About 4 cups fresh strawberries, including about 20 to decorate
1/3 cup (75 mL) orange liqueur
1/3 cup (75 mL) water
About 30 single ladyfingers*
1/2 lb. (250g or 1 cup) unsalted butter at room temperature
1 cup (250 mL) sugar
1/2 cup (125 mL) orange liqueur such as Cointreau, Triple Sec or Grand Marnier
1/4 teaspoon (few drops) almond extract
1 1/3 cups (about 2 75g packages) almond powder
2 cups (500 mL) whipping cream strawberry sauce to serve
- There are many brands of ladyfingers, and some pastry shops make their own.
Wash the strawberries quickly if necessary, and set on a cake rack to drain thoroughly. Reserve about six of the prettiest berries to decorate, then remove the stems of the others. Prepare the mould.
Line the bottom of an 8-inch (20 cm), 4-inch-deep (10 cm) round springform pan with a circle of parchment or wax paper. Pour the 1/3 cup (75 mL) of orange liqueur and water into a soup plate. Dip the bottom of each ladyfinger quickly into the liquid (don't let them get too wet or they'll be mushy).
Line the sides of the mould with the ladyfingers standing up, sugared side out. Trim the last cookie, if necessary, to ensure a snug fit. Line the bottom of the mould tightly with cookies as well, sugared side down, breaking them to fit the bottom of the mould.
Brush with some of the liqueur, then reserve the remaining cookies and set everything aside while you make the mousse.
Cream butter and sugar together for 3 to 4 minutes, until pale and fluffy.

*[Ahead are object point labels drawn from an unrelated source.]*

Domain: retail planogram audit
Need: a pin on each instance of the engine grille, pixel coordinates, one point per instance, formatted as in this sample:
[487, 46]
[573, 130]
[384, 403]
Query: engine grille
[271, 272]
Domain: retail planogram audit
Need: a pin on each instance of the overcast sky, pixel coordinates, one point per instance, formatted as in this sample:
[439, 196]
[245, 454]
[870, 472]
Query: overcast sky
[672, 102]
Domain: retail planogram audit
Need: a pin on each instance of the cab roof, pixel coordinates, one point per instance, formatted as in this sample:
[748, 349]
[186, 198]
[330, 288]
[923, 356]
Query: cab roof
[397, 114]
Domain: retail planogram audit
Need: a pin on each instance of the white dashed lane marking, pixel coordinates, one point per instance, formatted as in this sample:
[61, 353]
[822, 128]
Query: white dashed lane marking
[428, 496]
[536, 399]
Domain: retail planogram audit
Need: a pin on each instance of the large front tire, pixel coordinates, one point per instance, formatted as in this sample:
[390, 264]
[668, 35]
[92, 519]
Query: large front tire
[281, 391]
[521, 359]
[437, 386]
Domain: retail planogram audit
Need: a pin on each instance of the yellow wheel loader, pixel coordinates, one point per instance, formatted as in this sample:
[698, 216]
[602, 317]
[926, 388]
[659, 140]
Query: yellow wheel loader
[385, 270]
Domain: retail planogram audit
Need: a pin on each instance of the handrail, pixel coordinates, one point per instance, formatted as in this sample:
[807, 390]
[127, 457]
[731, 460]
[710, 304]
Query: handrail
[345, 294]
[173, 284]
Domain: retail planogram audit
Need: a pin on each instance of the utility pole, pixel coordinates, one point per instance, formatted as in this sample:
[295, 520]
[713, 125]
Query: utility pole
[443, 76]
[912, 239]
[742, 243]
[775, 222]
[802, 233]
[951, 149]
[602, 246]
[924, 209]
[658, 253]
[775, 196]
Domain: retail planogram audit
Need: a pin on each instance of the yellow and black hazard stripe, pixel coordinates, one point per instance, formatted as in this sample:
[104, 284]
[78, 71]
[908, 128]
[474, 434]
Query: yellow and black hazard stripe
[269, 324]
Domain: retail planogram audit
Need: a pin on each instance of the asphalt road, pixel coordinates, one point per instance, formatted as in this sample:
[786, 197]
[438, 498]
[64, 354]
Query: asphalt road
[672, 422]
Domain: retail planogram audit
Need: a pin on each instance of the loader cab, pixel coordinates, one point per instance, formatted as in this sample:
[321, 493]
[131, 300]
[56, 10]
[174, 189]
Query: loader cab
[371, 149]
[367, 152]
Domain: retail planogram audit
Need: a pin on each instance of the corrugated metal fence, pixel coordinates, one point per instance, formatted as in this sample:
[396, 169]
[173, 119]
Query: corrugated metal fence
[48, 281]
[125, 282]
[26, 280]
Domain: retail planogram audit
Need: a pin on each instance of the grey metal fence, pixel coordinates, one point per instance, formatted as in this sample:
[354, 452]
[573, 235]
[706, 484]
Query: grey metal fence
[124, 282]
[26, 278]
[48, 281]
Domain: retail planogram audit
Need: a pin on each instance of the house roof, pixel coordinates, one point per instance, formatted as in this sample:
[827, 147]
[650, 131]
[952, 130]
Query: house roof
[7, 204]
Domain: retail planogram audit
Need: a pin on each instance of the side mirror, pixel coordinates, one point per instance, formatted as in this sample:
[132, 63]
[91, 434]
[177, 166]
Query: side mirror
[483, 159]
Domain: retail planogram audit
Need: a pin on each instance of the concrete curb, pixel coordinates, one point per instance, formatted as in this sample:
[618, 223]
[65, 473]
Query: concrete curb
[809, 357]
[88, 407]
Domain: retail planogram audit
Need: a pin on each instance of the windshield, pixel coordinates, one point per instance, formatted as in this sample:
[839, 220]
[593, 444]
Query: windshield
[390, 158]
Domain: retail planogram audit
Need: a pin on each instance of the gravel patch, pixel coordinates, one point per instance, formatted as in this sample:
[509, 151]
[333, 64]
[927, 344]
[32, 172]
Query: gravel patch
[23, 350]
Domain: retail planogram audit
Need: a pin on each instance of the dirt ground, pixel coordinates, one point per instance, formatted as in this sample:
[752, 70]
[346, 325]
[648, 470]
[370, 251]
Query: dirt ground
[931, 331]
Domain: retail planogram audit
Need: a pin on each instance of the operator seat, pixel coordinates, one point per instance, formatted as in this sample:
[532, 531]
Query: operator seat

Beat in the 1/2 cup (125 mL) orange liqueur and almond extract. Continue beating for several minutes until sugar is completely dissolved.
Beat in the almonds. Whip the cream until the beater, drawn across the top of the cream, leaves light traces. Fold one-third of the cream into the almond and butter mixture to lighten the base mixture, then fold in the rest.
Turn one-third of the almond cream into the lined mould. Arrange over it a layer of strawberries, heads down. Cover them with a layer of ladyfingers and then brush with the liqueur. Repeat with another layer of almond cream, strawberries and ladyfingers.
Fill the mould with the rest of the almond cream. Cover the top of the cream and any exposed lady fingers with plastic wrap Refrigerate for six hours or overnight.
The butter must be chilled firm so the dessert will not collapse when unmoulded. When ready to serve, remove the plastic wrap. Run a knife around the inside of the mold, lift off the ring and transfer the cake to a serving platter.